Really, there are a lot of things you might want from a queueing system that Redis doesn't easily give you. What do you do when a worker crashes, or takes too long? What do you do to a queue item which reliably crashes a worker, or causes it to hang? Can you push back when queue lengths get too high at some part of a multi-stage pipeline? And then there's all the front-end goodness for debugging: you could easily want things like graphs for flow and queue lengths. And how about master-slave replication, failover, sharding, and so on?
We're using Redis for our big document processing-and-indexing pipeline at Cue, and it's great software, but it's not a ready-made queueing system. All of the features I mentioned above are things that we've had to build ourselves. Redis is more like a general-purpose building block for all kinds of data systems.
> Really, there are a lot of things you might want from a queueing system that Redis doesn't easily give you. What do you do when a worker crashes, or takes too long? What do you do to a queue item which reliably crashes a worker, or causes it to hang?
Our queue items are plain id values, which trigger a set of actions from the database to the internet. If there's a database failure or the process itself crashes it is very nice to know our reserved work items will not be gone but released back to other workers to process.
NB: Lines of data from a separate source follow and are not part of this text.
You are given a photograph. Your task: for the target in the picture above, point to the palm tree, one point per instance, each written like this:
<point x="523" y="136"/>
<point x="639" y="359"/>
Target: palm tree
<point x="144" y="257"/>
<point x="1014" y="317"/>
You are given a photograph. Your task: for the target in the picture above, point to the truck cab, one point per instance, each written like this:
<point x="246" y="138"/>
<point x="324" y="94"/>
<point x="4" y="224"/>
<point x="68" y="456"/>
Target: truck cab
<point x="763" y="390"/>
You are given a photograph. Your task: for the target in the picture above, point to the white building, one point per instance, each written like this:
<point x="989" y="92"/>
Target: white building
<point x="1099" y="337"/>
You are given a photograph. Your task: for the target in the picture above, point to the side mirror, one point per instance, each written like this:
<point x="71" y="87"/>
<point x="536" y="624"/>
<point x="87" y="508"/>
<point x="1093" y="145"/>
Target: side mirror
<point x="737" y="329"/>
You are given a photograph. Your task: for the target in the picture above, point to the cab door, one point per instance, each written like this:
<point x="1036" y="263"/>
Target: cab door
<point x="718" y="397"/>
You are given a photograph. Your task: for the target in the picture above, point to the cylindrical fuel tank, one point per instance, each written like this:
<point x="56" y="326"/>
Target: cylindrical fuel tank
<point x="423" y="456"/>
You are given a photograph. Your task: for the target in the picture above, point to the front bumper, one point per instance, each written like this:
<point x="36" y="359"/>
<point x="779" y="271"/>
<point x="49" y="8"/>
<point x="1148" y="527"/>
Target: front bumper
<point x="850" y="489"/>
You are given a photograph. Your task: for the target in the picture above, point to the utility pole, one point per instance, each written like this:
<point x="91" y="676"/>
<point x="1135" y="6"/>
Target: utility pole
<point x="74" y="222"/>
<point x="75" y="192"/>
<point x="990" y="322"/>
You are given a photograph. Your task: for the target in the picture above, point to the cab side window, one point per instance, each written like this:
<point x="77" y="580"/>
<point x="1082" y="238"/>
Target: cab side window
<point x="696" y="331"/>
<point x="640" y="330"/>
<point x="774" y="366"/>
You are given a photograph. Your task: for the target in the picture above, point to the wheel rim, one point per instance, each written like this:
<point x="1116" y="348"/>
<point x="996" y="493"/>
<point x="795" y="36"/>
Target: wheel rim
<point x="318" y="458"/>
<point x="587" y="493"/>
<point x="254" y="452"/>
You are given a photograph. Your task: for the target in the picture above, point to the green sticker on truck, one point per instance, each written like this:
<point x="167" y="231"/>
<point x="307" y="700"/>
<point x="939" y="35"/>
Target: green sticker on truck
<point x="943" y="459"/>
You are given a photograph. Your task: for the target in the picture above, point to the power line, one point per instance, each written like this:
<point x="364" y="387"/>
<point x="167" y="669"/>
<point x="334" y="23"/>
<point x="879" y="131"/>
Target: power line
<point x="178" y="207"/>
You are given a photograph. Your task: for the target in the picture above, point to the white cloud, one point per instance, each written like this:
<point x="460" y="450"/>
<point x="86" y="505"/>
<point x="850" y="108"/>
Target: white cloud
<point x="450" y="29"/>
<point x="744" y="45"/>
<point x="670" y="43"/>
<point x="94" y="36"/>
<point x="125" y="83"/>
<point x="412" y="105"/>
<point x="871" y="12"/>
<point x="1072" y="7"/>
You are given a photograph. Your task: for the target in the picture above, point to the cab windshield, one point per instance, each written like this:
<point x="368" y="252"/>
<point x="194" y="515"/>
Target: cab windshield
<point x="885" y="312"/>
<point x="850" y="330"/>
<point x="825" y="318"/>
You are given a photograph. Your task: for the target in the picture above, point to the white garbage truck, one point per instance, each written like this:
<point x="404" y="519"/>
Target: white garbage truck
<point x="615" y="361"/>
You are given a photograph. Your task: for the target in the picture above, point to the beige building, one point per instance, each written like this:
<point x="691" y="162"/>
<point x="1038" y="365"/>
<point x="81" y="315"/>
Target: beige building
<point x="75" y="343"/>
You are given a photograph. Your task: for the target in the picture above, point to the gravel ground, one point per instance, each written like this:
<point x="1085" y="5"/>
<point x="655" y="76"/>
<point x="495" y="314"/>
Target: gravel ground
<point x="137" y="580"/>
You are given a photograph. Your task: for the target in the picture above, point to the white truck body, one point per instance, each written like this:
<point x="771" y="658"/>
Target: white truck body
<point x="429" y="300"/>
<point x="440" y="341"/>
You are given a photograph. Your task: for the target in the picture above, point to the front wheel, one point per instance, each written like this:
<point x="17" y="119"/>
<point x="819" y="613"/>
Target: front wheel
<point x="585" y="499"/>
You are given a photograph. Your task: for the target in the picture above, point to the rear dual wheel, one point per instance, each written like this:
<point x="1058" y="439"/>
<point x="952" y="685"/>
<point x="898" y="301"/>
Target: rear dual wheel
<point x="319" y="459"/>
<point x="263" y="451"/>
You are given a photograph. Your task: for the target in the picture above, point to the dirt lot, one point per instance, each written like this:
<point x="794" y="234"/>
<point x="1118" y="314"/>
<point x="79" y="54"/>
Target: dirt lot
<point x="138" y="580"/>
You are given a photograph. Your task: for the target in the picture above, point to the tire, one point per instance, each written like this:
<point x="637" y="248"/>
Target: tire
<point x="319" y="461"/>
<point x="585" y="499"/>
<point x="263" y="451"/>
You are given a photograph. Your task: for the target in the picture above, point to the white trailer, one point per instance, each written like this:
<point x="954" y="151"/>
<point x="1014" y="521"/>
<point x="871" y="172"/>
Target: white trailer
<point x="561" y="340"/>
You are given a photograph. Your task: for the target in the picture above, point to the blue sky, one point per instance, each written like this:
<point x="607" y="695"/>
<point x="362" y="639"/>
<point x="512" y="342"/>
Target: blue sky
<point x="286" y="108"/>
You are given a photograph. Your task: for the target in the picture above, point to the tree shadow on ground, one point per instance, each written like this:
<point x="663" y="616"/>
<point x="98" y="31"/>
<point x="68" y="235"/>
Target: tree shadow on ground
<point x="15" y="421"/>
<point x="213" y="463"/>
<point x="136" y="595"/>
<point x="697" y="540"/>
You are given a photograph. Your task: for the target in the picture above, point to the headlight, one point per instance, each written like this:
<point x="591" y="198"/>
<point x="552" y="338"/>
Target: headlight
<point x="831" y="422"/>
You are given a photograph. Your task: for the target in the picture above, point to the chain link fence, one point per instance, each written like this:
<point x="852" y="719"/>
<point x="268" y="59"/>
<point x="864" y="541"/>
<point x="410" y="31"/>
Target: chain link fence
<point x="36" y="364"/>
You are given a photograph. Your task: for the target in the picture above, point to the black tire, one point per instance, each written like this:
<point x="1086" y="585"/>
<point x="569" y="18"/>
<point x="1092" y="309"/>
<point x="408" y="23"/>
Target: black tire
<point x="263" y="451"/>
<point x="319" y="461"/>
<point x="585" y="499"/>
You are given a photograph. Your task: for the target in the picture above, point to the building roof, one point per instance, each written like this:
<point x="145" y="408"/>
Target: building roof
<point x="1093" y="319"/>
> And then there's all the front-end goodness for debugging: you could easily want things like graphs for flow and queue lengths.
I have lots of graphs from the system in Graphite. Works perfectly.
> And how about master-slave replication, failover, sharding, and so on?
Sharding is easy to do, just specify an array of servers in the clients and the clients will shard.
Replication is a bit different problem. The server will write a binlog file to the disk, which is then backed up. We have beanstalkd servers waiting in another machine pointing to the same binlogs. On an error situation we just switch them on and set our routes differently.
Yeah, the biggest problem with Beanstalkd is the missing replication, but we can live without it.
> We're using Redis for our big document processing-and-indexing pipeline at Cue, and it's great software, but it's not a ready-made queueing system.
We're not doing so heavy processing, but we're relying on many third party services, which can fail randomly. The retrying system is a must and of course we cannot miss our work items so often, so the deadlines help.